Последовало секунды две оцепенелого молчания. Все, кто был в зале, уставились на Стивена Бейкера. Он не изменил позы, только, как заметила Мэгги, вцепился в край кафедры так крепко, что костяшки пальцев побелели. Так же, как и лицо, от которого, казалось, отхлынула вся кровь.
— Как каждый кандидат на этот пост, — заговорил он, — во время предвыборной кампании я обнародовал медицинское заключение со всеми подробностями, которые мой врач… — Бейкер сделал паузу, взглянул на кафедру, где обычно лежит текст, но сейчас его не было, и он снова поднял глаза на аудиторию: — Со всеми подробностями, которые мой врач счел заслуживающими внимания. А теперь, мне кажется, пора обратиться к работе на благо народа Америки. — И с этими словами он направился к дверям, за ним длинный хвост помощников, а следом хор журналистов, громко взывавших: «Господин президент!»

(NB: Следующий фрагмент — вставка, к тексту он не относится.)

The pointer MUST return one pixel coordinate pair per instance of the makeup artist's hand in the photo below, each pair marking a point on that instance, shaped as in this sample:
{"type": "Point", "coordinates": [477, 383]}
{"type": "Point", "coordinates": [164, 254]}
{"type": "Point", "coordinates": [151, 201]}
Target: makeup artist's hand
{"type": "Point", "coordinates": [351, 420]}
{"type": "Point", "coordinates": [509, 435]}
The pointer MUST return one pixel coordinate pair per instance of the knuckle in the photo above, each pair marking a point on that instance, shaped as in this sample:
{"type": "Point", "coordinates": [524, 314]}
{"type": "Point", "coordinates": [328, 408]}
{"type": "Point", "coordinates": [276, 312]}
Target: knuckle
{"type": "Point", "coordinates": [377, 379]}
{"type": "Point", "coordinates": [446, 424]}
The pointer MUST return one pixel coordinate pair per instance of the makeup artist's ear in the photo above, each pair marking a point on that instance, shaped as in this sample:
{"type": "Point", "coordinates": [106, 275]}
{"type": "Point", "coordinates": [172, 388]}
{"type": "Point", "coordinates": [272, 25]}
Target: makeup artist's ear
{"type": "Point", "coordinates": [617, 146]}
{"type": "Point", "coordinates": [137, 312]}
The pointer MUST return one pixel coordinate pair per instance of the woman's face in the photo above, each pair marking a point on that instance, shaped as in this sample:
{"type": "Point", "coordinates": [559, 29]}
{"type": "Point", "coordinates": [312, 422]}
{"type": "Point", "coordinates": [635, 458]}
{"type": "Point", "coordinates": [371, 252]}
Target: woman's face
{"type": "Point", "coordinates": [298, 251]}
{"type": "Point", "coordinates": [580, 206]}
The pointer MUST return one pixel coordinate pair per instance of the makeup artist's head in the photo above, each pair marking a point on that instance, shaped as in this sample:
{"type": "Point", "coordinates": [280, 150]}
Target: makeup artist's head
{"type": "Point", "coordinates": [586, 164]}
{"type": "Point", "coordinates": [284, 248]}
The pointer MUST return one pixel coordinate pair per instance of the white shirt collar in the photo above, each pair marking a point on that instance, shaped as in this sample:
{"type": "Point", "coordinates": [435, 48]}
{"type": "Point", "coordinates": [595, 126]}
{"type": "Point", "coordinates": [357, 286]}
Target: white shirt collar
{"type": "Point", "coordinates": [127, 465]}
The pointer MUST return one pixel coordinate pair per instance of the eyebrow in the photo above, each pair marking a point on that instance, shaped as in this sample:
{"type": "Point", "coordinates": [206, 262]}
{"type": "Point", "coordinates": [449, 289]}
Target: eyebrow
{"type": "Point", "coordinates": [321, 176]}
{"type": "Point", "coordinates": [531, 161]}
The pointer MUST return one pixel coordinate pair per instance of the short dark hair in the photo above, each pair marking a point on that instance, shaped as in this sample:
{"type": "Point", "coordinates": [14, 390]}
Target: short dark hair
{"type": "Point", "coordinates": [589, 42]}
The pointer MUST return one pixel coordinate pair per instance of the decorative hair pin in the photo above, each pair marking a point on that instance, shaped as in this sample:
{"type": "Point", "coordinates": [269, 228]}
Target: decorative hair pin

Сотрудники стали расходиться. По пути к своему кабинету, который был рядом с кабинетом пресс-секретаря, Мэгги помедлила, глядя на коллег, отвечавших за работу с прессой. Помещение было переполнено, каждый сидел на телефоне, одновременно стуча по клавишам компьютера. Тара Макдональд, директор по связям со СМИ, и Санчес оживленно разговаривали. Уходя, она бросила взгляд на экран телевизора. Внизу экрана бегущая строка: «Согласно источникам Эм-эс-эн-би-си, президент Бейкер лечился у психиатра от депрессии».
Слово «психиатр» попахивало политической смертью. Американцы терпимо относятся к слабостям друг друга — но не президента. Президент должен быть сильнее, чем они.
Стивена Бейкера стали возводить
Уже входя в свой кабинет, Мэгги увидела, что к залу прессы направляется Гольдштейн. Не важно, что в вашингтонской пищевой цепи он стоял гораздо выше, чем она, — Стью для нее здесь был одним из немногих безоговорочно дружеских лиц. Во время предвыборной кампании они скоротали вместе не один час в бесконечных перелетах, в самолетах, аэропортах. Она подумала, что если кто и знает правду насчет истории Эм-эс-эн-би-си, так это Гольдштейн, человек, который был с Бейкером с самого начала.
Она вернулась, чтобы перехватить его на полпути. А потом сразу перешла к делу:
— Мы в сортире, да?
— Да. Миновали сифон и уже по пути в канализацию. — Он продолжал идти, причем, учитывая его комплекцию, с хорошей скоростью.
— Насколько это будет плохо?
— Ну, как говаривали в прошлом, когда Дик Никсон на этом самом месте пустил конституцию на конфетти, «это не преступление, а просто утаивание». Людям не важно, даже если их президент полный псих, главное — они должны знать об этом до того, как проголосуют.
— И теперь обидятся, потому что он не признался во время избирательной кампании.
— Вот именно.
Она не могла понять, раздражает ли Гольдштейна утечка известной ему информации или он разочарован в президенте, который скрыл от него этот факт.
Потом ей вспомнился эпизод с медицинскими картами. В ходе кампании Марк Честер, гораздо более пожилой противник Бейкера, отказался обнародовать свою, представив вместо этого краткое «врачебное заключение». От Бейкера ожидали, что он воспользуется моментом и, предъявив полную медицинскую карту, утрет тем самым Честеру нос. Но он этого не сделал, предпочтя такое же заключение врача. И все его зауважали: проявил сочувствие к пожилому человеку.
Мэгги и в голову не пришло, что он использовал эту возможность, дабы избежать огласки собственных затруднений. Но сейчас все именно так и подумали. Или телеканал нагло лжет, или Стивену Бейкеру придется объяснить народу, почему он не открыл всю правду.
Она вернулась в свой кабинет и села за компьютер. Блоги были захвачены горячей новостью. Она открыла страницу Эндрю Салливана.
Это определяющий момент для республики. Душевная болезнь — одно из последних великих табу, хотя ей подвержен каждый третий американец. Стивен Бейкер должен был набраться храбрости, сказать правду и положить конец этому предрассудку.